About my books
This page is about the books I’ve written. I’m excited about them and proud of them, and I hope that you’ll enjoy them.
Daredevil May Care (fiction)
Amy inherits an island from her eccentric great aunt. On her way to claim her inheritance, Amy meets Luke, a man who knew her great aunt well. Luke is a devil-may-care pilot, of the “here today gone tomorrow” sort. He has plans to develop a business on the island. Amy’s island. From first acquaintance, Luke and Amy strike sparks off each other. Sparks of anger, and something more…
Alone with Luke in a small seaplane, floating high amongst the clouds, Amy asks herself, “How would I behave in an emergency? Would I be of any use at all?” Little does she know that soon enough she’ll learn the answer to that question.
What I like about this book
It’s a quick read, at just over 45,000 words. Fast moving. Adventure and derring-do. Great location. Vibrant language.
The book is set in a beautiful, intriguing part of the world, with enough stories of its own to enthrall you: The Thousand Islands of the St Lawrence river. River rats, smugglers, a daredevil seaplane pilot – they all fit right in. What’s a girl to do but join ‘em?
Things Unseen (fiction)
Dirk and Elise meet in Cape Town in the mid 1980s. They fall in love. Things happen. Well, you’d expect that! But some of the happenings are tragic, scary, or just plain weird.

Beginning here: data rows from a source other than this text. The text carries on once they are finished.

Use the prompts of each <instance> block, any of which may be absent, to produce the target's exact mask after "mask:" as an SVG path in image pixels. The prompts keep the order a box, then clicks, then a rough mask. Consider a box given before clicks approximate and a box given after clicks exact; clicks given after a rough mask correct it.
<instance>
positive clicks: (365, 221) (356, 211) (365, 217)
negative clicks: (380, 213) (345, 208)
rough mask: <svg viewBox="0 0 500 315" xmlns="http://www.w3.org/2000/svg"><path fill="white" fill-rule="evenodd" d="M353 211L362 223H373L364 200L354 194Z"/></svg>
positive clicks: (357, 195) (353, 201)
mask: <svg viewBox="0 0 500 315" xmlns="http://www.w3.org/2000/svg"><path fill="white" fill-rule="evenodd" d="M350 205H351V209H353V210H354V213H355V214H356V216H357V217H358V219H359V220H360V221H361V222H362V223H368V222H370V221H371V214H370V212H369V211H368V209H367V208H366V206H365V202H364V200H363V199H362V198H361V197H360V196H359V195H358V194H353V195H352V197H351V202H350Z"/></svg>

Dirk and Elise bump heads with lovable rascals and with more complicated people. Evil people, supernatural beings? That’s for you to find out.
What do I think of it?
I am delighted with this book, and proud of all it represents. A love story. African and European cultures meeting, competing, and merging to produce something new. The results of careful study of African culture, language and stories.
Is there a link between African witchdoctors and Carl Jung? Read the book to see what Dirk and Elise discover. In this, I am indebted to M. Vera Bührmann’s book, Living in Two Worlds, Communication between a white healer and her black counterparts.

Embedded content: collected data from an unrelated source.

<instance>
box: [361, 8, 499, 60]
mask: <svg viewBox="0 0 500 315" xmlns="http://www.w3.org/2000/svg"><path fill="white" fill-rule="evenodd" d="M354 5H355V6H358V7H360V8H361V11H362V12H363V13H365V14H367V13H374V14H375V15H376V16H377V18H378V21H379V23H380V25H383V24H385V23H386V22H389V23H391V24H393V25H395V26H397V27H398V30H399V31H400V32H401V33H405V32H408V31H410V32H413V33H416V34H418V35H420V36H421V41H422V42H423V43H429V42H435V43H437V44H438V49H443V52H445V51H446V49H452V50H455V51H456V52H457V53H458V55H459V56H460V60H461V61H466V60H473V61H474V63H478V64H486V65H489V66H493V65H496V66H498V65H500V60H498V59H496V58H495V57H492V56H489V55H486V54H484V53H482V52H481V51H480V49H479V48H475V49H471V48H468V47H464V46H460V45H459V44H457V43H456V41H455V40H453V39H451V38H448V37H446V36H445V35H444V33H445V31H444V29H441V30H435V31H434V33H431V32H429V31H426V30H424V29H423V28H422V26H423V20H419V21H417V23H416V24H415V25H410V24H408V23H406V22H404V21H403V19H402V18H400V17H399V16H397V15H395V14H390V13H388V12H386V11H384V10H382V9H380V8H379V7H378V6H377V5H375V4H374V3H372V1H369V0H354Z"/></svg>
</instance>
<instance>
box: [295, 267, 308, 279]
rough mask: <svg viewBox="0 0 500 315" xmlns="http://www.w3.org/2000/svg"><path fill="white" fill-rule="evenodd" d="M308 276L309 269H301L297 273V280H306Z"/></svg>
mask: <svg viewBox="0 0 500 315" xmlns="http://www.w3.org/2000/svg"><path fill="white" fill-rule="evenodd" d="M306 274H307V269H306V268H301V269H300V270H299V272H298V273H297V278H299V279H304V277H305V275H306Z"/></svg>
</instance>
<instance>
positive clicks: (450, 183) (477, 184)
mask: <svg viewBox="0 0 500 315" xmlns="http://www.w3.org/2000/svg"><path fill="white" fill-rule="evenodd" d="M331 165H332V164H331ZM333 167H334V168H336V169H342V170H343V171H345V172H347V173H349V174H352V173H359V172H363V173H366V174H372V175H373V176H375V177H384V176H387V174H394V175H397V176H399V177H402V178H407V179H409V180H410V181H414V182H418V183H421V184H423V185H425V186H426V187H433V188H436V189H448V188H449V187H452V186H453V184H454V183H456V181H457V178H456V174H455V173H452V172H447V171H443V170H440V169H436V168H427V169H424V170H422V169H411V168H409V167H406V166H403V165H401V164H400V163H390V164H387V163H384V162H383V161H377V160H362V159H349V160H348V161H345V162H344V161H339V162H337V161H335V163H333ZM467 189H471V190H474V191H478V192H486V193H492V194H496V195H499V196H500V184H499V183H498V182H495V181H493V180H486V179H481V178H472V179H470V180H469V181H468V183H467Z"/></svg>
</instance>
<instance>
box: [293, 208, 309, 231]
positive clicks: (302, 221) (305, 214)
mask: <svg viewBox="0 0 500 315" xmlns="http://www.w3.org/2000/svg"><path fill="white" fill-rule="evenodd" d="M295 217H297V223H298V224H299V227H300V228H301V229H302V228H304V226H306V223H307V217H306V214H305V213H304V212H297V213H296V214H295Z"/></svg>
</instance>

Here’s a review by a less-than-unbiased bookworm, who nevertheless has interesting insights into the book: Inside the book – Things Unseen by Sarah Maddox.
I think you’ll enjoy Things Unseen. I hope you’ll love it as much as I do.
Confluence, Tech Comm, Chocolate (technical)
Note: This book is now out of print.
This is a technical book with a touch of humour. It’s about developing documentation on a wiki. It’s also about technical communicators. And chocolate.
Title: Confluence, Tech Comm, Chocolate: A wiki as platform extraordinaire for technical communication
Publisher: XML Press
What’s in the book?
The book is primarily a guide to developing technical documentation on Confluence. But that’s not all. There are ideas and philosophies, tips and tricks, and special notes for technical writers about why a wiki is the tool we dream of. Many of the ideas apply to wikis in general, although the book focuses on Confluence because that’s the one I know best.
It’s a book for technical communicators, from someone who knows and loves them. It’s also for product owners, CEOs, developers and anyone else who is considering a wiki as a platform for technical communication.
The first part of the book introduces wikis and Confluence. Part 2 is an in-depth guide to developing technical documentation on Confluence. It starts with planning and design, moves on to developing content, through workflow all the way to release management. The more esoteric concepts are there too, such as content reuse, structure, style and online help. In part 3 we see what it’s like to work on a wiki. The book finishes with a section crammed with ideas. It’s all about making the most of the unique features that a wiki provides, to turn your documentation into technical communication extraordinaire.
Just in case you’re wondering: This isn’t an Atlassian project. It’s all my own, though of course Atlassian management and my closest colleagues know about it. It will be fun to see what other Atlassians have to say when they see the book. And when they see this post.
By the end of the book you will know everything I’ve learned in four years of working on a wiki. Oh, and chocolate plays a part too.
Note: For the first 18 months after publication, a Confluence, Tech Comm, Chocolate wiki site was available for readers to experiment with. That site is no longer available. If you like, you can get a free evaluation licence from Atlassian, to experiment with Confluence.
Who is the girl on the cover?
I love the illustrations in the book, and especially the picture on the cover. They are the work of a talented artist named Ryan Maddox.
The girl on the cover is called Ganache. She is the hero of the book. She is a technical communicator extraordinaire. When you read the book, you will follow Ganache as she sets up a Confluence wiki and adds a technical documentation space. Learn from her expertise with the wiki editor and macros. Share her adventures in agile development and search engine optimisation. Grow wings, as Ganache does, and make your wiki documentation fly. Discover why Ganache says we need a “kiss my wiki” attitude.
Ryan Maddox is the talented artist who designed the covers for Things Unseen and Daredevil May Care. He also created the illustrations and cover design for Confluence, Tech Comm, Chocolate.